Damautus shrugged and made a petulant noise. “Not quite.” He looked up and smiled. “A little more of the mixture, I think,” he said, pouring the fine gold back into the vial.

Now he added one more drop from the blue bottle, placed the cork back onto the vial and went through the business of soundless mumbling and moving of the vial again.

This time, when he uncorked the vial and tipped it onto the table, three small hard golden nuggets rolled out.

“There. Base metal into gold.”

He waited for the scatter of applause and then picked up the three nuggets. “The real trick is to make the gold into something one can freely use. Watch.” Placing the nuggets on the palm of his hand, Damautus reached out so everyone could see that the hand held only the trio of shining pieces. He closed the fingers of his right hand, blew on it and opened the hand once more. In place of the three nuggets lay a gold piece the size of a silver dollar.

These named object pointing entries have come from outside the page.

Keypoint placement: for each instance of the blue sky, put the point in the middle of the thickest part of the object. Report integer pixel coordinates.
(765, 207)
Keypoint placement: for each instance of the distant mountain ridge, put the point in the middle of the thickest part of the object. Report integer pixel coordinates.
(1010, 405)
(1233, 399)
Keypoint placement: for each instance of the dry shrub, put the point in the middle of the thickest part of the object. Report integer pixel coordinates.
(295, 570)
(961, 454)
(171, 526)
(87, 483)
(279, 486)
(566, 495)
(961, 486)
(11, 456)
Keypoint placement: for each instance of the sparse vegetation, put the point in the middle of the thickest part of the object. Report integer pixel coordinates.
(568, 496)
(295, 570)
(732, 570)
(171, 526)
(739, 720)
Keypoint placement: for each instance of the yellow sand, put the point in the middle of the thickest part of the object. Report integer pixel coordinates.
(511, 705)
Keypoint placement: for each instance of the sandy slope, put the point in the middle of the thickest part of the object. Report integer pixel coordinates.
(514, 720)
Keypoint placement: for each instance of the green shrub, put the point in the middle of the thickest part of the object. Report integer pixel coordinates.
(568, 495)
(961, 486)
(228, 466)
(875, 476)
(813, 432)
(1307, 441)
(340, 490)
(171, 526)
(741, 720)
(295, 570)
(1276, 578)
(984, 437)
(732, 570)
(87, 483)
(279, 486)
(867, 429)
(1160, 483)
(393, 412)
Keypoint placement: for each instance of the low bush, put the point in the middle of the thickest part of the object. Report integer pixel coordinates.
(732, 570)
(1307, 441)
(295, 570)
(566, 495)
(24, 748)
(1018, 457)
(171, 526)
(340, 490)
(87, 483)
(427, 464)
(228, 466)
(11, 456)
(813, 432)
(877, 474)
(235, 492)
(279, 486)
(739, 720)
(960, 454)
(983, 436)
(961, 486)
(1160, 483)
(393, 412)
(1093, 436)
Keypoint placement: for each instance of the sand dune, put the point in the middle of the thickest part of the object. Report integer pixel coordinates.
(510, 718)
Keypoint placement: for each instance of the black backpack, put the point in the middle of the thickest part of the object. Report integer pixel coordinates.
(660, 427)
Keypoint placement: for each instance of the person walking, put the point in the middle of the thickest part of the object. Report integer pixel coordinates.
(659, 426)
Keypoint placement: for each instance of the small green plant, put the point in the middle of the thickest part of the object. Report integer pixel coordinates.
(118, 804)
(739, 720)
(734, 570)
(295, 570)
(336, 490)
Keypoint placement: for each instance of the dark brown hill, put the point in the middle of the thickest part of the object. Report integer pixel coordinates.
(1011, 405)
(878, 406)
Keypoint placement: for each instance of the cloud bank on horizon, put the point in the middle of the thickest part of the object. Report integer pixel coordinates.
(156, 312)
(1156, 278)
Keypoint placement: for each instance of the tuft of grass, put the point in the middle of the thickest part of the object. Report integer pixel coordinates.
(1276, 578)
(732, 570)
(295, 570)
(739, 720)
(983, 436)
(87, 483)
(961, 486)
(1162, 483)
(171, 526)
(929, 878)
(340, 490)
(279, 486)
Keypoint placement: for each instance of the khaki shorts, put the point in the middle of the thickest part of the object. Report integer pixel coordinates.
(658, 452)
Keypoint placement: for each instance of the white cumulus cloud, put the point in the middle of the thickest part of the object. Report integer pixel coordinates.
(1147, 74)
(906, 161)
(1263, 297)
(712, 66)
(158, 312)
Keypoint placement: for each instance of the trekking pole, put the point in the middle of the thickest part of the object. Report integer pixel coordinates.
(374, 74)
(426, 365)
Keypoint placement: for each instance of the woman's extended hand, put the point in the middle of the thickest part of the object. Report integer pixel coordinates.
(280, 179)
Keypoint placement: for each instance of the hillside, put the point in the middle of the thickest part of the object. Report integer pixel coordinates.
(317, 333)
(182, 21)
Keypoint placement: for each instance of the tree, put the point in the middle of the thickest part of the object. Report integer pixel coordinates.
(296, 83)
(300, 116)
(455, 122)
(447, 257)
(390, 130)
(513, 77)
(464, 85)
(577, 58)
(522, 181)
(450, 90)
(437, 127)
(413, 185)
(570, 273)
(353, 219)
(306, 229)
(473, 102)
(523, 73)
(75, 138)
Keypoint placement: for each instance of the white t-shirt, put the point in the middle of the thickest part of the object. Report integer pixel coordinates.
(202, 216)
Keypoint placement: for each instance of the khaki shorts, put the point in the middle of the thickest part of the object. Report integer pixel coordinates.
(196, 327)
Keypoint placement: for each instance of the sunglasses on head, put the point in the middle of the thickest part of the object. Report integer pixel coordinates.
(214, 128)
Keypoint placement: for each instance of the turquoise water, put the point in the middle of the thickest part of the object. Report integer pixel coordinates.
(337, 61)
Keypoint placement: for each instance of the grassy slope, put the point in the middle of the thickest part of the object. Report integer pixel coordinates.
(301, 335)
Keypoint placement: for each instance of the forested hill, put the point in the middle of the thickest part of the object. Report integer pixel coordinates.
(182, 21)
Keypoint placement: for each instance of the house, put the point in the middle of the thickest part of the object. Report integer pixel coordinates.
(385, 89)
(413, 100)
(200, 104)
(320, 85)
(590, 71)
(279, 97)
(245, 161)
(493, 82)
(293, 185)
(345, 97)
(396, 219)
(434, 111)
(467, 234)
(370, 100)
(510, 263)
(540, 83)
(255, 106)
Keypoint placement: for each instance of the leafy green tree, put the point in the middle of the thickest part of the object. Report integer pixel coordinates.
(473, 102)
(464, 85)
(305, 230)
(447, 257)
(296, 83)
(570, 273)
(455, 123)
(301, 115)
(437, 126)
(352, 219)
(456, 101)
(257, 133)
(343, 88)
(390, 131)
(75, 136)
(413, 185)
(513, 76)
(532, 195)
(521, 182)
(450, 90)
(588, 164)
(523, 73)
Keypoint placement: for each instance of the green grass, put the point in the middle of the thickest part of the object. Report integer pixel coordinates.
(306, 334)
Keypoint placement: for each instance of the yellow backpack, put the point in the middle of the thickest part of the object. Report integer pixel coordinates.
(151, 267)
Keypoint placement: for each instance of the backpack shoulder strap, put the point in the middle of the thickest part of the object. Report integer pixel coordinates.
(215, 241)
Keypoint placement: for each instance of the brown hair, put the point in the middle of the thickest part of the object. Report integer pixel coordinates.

Applause started. “Wait,” he cautioned. “There is one problem in turning base metal into gold using this method. Unhappily, the gold is unstable. Watch.” He flicked the gold coin into the air. Herbie was convinced that the coin altered as it reached its apogee, for when it fell back into Damautus’s palm, it had become a silver dollar.

“You see the dangers.” Damautus closed his hand into a fist again and this time turned the clenched hand, thumb upwards. Leaning forward, he allowed a thin trickle of what could have been sparkling golden sand to ran from his fist onto the shallow dish. Only then, with a smile and a sideways nod of the head, did Damautus acknowledge the applause, showing the hand completely empty.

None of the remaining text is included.